Additive Random effects model for competing risks data for polygenetic modelling
Source:R/cor.R
Grandom.cif.RdFits a random effects model describing the dependence in the cumulative incidence curves for subjects within a cluster. Given the gamma distributed random effects it is assumed that the cumulative incidence curves are indpendent, and that the marginal cumulative incidence curves are on additive form $$ P(T \leq t, cause=1 | x,z) = P_1(t,x,z) = 1- exp( -x^T A(t) - t z^T \beta) $$
Usage
Grandom.cif(
cif,
data,
cause = NULL,
cif2 = NULL,
times = NULL,
cause1 = 1,
cause2 = 1,
cens.code = NULL,
cens.model = "KM",
Nit = 40,
detail = 0,
clusters = NULL,
theta = NULL,
theta.des = NULL,
weights = NULL,
step = 1,
sym = 0,
same.cens = FALSE,
censoring.weights = NULL,
silent = 1,
var.link = 0,
score.method = "nr",
entry = NULL,
estimator = 1,
trunkp = 1,
admin.cens = NULL,
random.design = NULL,
...
)Arguments
- cif
a model object from the timereg::comp.risk function with the marginal cumulative incidence of cause2, i.e., the event that is conditioned on, and whose odds the comparision is made with respect to
- data
a data.frame with the variables.
- cause
specifies the causes related to the death times, the value cens.code is the censoring value.
- cif2
specificies model for cause2 if different from cause1.
- times
time points
- cause1
cause of first coordinate.
- cause2
cause of second coordinate.
- cens.code
specificies the code for the censoring if NULL then uses the one from the marginal cif model.
- cens.model
specified which model to use for the ICPW, KM is Kaplan-Meier alternatively it may be "cox"
- Nit
number of iterations for Newton-Raphson algorithm.
- detail
if 0 no details are printed during iterations, if 1 details are given.
- clusters
specifies the cluster structure.
- theta
specifies starting values for the cross-odds-ratio parameters of the model.
- theta.des
specifies a regression design for the cross-odds-ratio parameters.
- weights
weights for score equations.
- step
specifies the step size for the Newton-Raphson algorith.m
- sym
1 for symmetri and 0 otherwise
- same.cens
if true then censoring within clusters are assumed to be the same variable, default is independent censoring.
- censoring.weights
Censoring probabilities
- silent
debug information
- var.link
if var.link=1 then var is on log-scale.
- score.method
default uses "nlminb" optimzer, alternatively, use the "nr" algorithm.
- entry
entry-age in case of delayed entry. Then two causes must be given.
- estimator
estimator
- trunkp
gives probability of survival for delayed entry, and related to entry-ages given above.
- admin.cens
Administrative censoring
- random.design
specifies a regression design of 0/1's for the random effects.
- ...
extra arguments.
Value
returns an object of type 'random.cif'. With the following arguments:
- theta
estimate of parameters of model.
- var.theta
variance for gamma.
- hess
the derivative of the used score.
- score
scores at final stage.
- theta.iid
matrix of iid decomposition of parametric effects.
Details
We allow a regression structure for the indenpendent gamma distributed random effects and their variances that may depend on cluster covariates.
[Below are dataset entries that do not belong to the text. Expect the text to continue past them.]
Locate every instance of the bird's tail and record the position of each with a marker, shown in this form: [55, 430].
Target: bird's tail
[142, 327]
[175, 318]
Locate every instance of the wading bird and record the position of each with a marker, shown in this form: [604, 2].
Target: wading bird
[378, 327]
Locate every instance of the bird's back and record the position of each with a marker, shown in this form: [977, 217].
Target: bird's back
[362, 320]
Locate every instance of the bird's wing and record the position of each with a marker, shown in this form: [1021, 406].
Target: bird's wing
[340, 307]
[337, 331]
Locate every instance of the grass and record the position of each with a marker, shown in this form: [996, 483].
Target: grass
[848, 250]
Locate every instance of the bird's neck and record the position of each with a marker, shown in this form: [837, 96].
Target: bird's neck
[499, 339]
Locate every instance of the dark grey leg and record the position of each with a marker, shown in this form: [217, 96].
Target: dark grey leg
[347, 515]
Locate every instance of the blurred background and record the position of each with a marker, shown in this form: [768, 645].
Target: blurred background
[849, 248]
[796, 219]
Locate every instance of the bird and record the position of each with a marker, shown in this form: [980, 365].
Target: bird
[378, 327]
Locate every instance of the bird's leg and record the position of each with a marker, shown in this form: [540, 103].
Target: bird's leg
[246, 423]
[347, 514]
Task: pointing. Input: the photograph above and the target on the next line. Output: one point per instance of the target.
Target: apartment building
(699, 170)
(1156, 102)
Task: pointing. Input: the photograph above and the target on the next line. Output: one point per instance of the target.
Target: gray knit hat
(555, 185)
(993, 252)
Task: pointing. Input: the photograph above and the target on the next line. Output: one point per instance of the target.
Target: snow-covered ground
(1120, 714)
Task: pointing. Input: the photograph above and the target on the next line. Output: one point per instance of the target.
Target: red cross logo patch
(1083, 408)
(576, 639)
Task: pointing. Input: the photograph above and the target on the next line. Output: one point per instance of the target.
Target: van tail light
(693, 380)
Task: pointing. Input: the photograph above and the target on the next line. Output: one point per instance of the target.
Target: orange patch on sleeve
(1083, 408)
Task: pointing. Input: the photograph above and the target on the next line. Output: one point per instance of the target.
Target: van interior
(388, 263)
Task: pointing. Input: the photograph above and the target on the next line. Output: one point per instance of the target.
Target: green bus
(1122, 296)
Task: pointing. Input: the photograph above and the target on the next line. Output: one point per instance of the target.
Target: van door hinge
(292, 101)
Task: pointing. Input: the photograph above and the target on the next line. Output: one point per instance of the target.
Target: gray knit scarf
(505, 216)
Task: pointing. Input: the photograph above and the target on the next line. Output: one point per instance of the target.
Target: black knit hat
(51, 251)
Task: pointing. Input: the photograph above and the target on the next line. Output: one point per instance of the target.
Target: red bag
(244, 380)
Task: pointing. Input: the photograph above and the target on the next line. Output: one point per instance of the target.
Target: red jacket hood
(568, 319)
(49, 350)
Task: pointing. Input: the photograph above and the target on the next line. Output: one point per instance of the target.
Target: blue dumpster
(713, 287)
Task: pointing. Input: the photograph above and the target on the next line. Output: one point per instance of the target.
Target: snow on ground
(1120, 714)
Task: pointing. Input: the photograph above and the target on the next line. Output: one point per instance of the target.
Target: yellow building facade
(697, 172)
random.design specificies the random effects for each subject within a cluster. This is a matrix of 1's and 0's with dimension n x d. With d random effects. For a cluster with two subjects, we let the random.design rows be \(v_1\) and \(v_2\). Such that the random effects for subject 1 is $$v_1^T (Z_1,...,Z_d)$$, for d random effects. Each random effect has an associated parameter \((\lambda_1,...,\lambda_d)\). By construction subjects 1's random effect are Gamma distributed with mean \(\lambda_1/v_1^T \lambda\) and variance \(\lambda_1/(v_1^T \lambda)^2\). Note that the random effect \(v_1^T (Z_1,...,Z_d)\) has mean 1 and variance \(1/(v_1^T \lambda)\).
The parameters \((\lambda_1,...,\lambda_d)\) are related to the parameters of the model by a regression construction \(pard\) (d x k), that links the \(d\) \(\lambda\) parameters with the (k) underlying \(\theta\) parameters $$ \lambda = pard \theta $$
References
A Semiparametric Random Effects Model for Multivariate Competing Risks Data, Scheike, Zhang, Sun, Jensen (2010), Biometrika.
Cross odds ratio Modelling of dependence for Multivariate Competing Risks Data, Scheike and Sun (2013), Biostatitistics.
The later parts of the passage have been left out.